Zazzle announced a purchase of Goodstorm a few days ago. Both Zazzle and Cafepress were negotiating the purchase of the company and/or components of the business but it appears that Zazzle had the best offer. What does this purchase include? Well, it is hard to say so far. Goodstorm had built up over 1400 stores and probably a respectable customer database. It appears that the Goodstorm infrastructure will be dropped and existing data will be merged to Zazzle.
Goodstorm did have a snazzy t-shirt product designer that allowed their shop partners to allow their web site visitors customize their own t-shirts and purchase them through Goodstorm but ended the program after a few months because it proved to be more work than profitable. Zazzle obviously has a pretty smoking product designer and does not need the one developed by Goodstorm.
So why did Goodstorm sell out the big Z? Well, from what I understand Goodstorm decided to sell the t-shirt component of their business because they wanted to put all their efforts into the music industry component of their business. My guess is that the t-shirts just became too competitive. I wonder if it really had to do with the fact that Goodstorm was paying too much of their profits to shopkeepers and it was impacting their ability to expand based on their “Capitalism Done Right” model. Goodstorm was never a manufacturer/printer, they were really more of a development company who outsourced printing. Goodstorm Founder Yobie Benjamin was named President of new Zazzle Community and the Co-Founder Andy Rappaport was named Advisor to Zazzle Board.
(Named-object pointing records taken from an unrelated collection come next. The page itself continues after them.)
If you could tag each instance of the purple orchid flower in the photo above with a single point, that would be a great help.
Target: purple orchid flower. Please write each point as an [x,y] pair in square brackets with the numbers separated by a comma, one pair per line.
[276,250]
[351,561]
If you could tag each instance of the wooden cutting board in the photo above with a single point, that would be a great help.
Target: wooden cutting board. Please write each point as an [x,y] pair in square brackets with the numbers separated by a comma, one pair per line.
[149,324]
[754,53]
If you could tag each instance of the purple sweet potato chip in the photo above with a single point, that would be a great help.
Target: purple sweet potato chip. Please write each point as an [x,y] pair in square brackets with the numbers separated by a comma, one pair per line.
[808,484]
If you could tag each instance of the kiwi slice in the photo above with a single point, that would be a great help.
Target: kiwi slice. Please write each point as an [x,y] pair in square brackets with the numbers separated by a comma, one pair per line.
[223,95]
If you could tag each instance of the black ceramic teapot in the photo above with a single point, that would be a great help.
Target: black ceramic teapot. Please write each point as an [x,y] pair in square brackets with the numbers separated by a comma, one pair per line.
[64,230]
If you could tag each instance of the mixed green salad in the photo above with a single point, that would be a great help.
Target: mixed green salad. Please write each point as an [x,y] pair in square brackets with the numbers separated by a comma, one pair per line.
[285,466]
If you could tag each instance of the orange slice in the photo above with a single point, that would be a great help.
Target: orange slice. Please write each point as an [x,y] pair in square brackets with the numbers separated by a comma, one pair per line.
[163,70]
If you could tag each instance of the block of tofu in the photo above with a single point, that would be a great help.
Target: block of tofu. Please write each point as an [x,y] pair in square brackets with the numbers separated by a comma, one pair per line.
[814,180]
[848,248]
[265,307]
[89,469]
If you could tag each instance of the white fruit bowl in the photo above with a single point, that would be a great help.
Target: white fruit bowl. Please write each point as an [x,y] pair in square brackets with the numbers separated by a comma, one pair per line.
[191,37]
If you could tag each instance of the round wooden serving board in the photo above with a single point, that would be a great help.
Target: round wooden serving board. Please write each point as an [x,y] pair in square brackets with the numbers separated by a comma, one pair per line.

It is still not clear if Zazzle’s purchase of Goodstorm includes the music portion. The press release says the company was acquired but there is no mention of the music component. Zazzle is wasting no time; the full integration of Zazzlestorm will be by February 8th.
So how will it change? It is hard to say…Goodstorm had a model that made sure that the Shop keeper/designer would receive 70% of the profits. Shopkeepers set their own markup over the cost to produce a t-shirt and the shopkeeper gets 70% and Goodstorm received 30%. The 30% of Goodstorm’s profit goes to company development and a charitable donation product. There was never an exact number but Goodstorm said they would also give a percentage of profits to charitable organizations that participate on Goodstorm.
The example of commission breakdown given on old Goodstorm.com is that a white heavyweight shirt with an image on one side has a base price of $7.00 and if you sell it for $16 the total profit will be $9.00. Goodstorm keeps $2.70 and the partner will earn $6.30 for each sale. Zazzle has offered non-profit companies an additional 20% commission of the sale price that might come close to the Goodstorm model but who knows how if any additional Zazzle profits will be donated. Zazzle has a much larger overhead and is definitely a for-profit company that might mean less per sale BUT because of Zazzle reach and customer base it might result in increased sales volume and exposure on Zazzle.com. As always, we will keep you posted of any new developments on the new Zazzlestorm.